Lente évolution techno des régulateurs
123RF/ Turgay Gundogdu

Les responsables de la conformité interrogés jugent sévèrement la rapidité des régulateurs à adapter leur cadre règlementaire aux changements technologiques. Ils leur accordent une note de 6,1 à 6,6 points sur 10 pour cet élément.

Les répondants des secteurs de l’assurance et du plein exercice donnent les pires notes à l’Autorité des marchés financiers (AMF) et à l’Organisme canadien de réglementation du commerce des valeurs mobilières (OCRCVM), alors que ceux qui travaillent en épargne collective sont moins sévères envers la Chambre de la sécurité financière (CSF) et l’Association canadienne des courtiers de fonds mutuels (ACCFM).

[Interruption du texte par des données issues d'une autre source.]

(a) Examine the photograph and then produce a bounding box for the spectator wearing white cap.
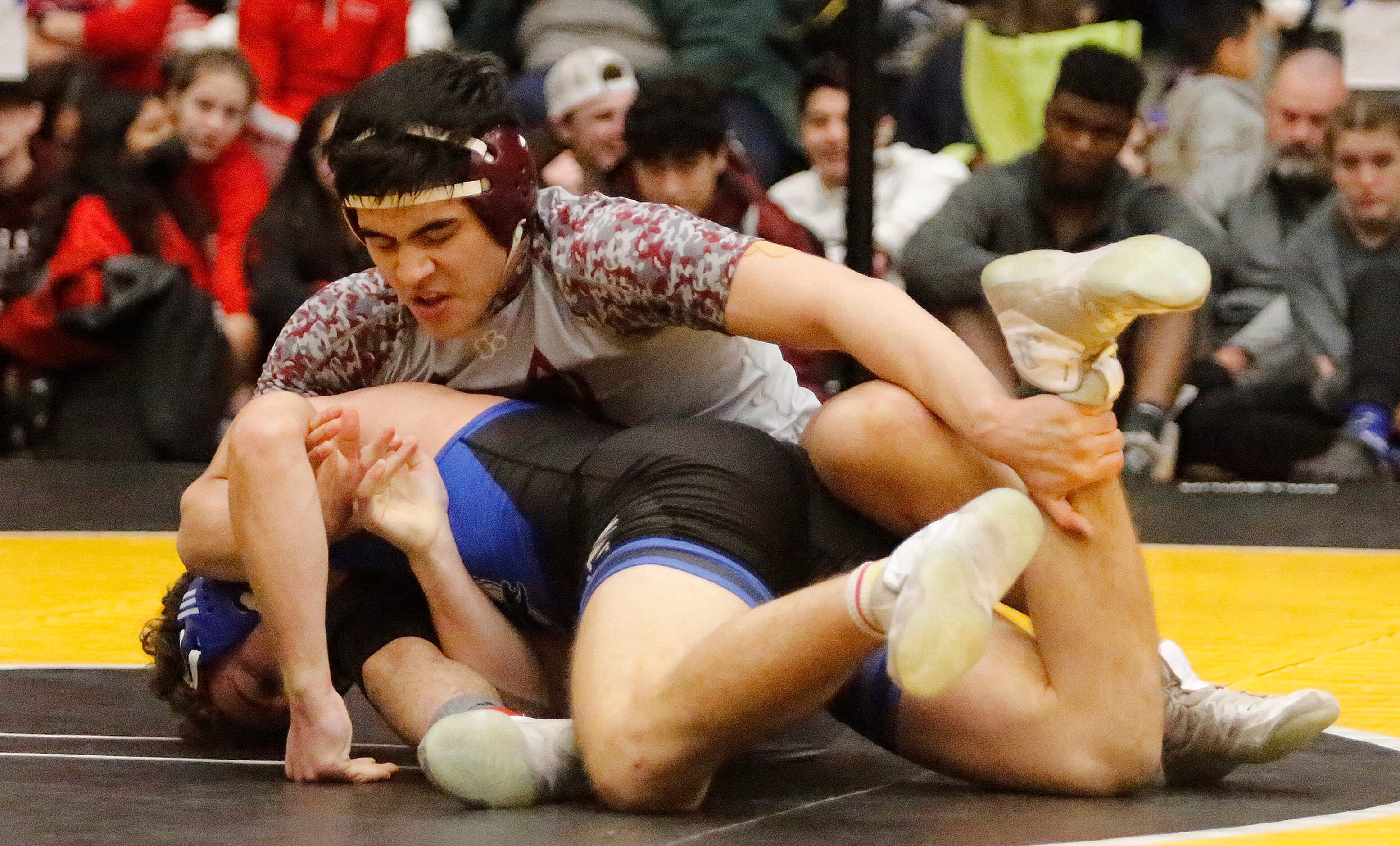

«Les attentes de la clientèle en matière de technologies sont beaucoup plus grandes que ce que les régulateurs sont capables de livrer», dit un répondant.

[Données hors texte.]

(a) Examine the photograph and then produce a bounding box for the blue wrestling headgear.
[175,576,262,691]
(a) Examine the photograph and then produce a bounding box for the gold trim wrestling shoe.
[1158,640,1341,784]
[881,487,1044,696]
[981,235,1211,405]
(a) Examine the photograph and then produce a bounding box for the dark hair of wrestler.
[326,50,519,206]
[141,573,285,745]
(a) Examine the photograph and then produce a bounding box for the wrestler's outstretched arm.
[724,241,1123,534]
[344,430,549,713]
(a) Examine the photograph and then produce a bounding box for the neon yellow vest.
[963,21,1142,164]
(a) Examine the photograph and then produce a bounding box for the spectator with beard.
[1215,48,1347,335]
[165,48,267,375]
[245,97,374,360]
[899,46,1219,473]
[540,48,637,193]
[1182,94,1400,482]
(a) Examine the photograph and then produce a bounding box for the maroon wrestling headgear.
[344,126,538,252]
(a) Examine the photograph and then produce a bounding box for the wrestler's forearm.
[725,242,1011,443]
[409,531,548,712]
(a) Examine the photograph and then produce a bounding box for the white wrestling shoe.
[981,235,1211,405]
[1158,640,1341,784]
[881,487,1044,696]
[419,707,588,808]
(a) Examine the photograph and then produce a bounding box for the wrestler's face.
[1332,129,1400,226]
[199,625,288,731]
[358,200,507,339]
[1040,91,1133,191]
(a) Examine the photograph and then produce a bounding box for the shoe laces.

«L’AMF est lente à s’ajuster. Quant à la réglementation de l’OCRCVM, elle a été élaborée il y a longtemps et certaines règles sont moins pertinentes», dit un autre.

Un répondant du secteur de l’assurance souligne : «L’AMF et la CSF sont lentes à s’adapter en matière de distribution. Par exemple, les clients ne se déplacent que rarement dans les succursales physiques et privilégient l’utilisation d’Internet, alors les modes de communication et de transaction doivent être mieux adaptés».

Quelques répondants se plaignent du fait qu’«il y a encore beaucoup de papiers à remplir», tandis que d’autres déplorent l’absence d’encadrement de la signature électronique.

Miser sur la prudence

Il est difficile, au Québec, de juger clairement de la capacité des régulateurs d’adapter leur encadrement aux bouleversements technos, selon Marylène Royer, Directrice Conformité, Distribution, Assurance de personnes et épargne (Est du Canada) chez Desjardins Sécurité Financière : «Le ministre des Finances du Québec, dans le cadre de la révision de la Loi sur la distribution des produits et services financiers (LDPSF), a demandé des commentaires à l’industrie sur différents aspects de cette question, dont la vente d’assurance par Internet. Un projet de loi devrait suivre au cours de l’année», dit-elle.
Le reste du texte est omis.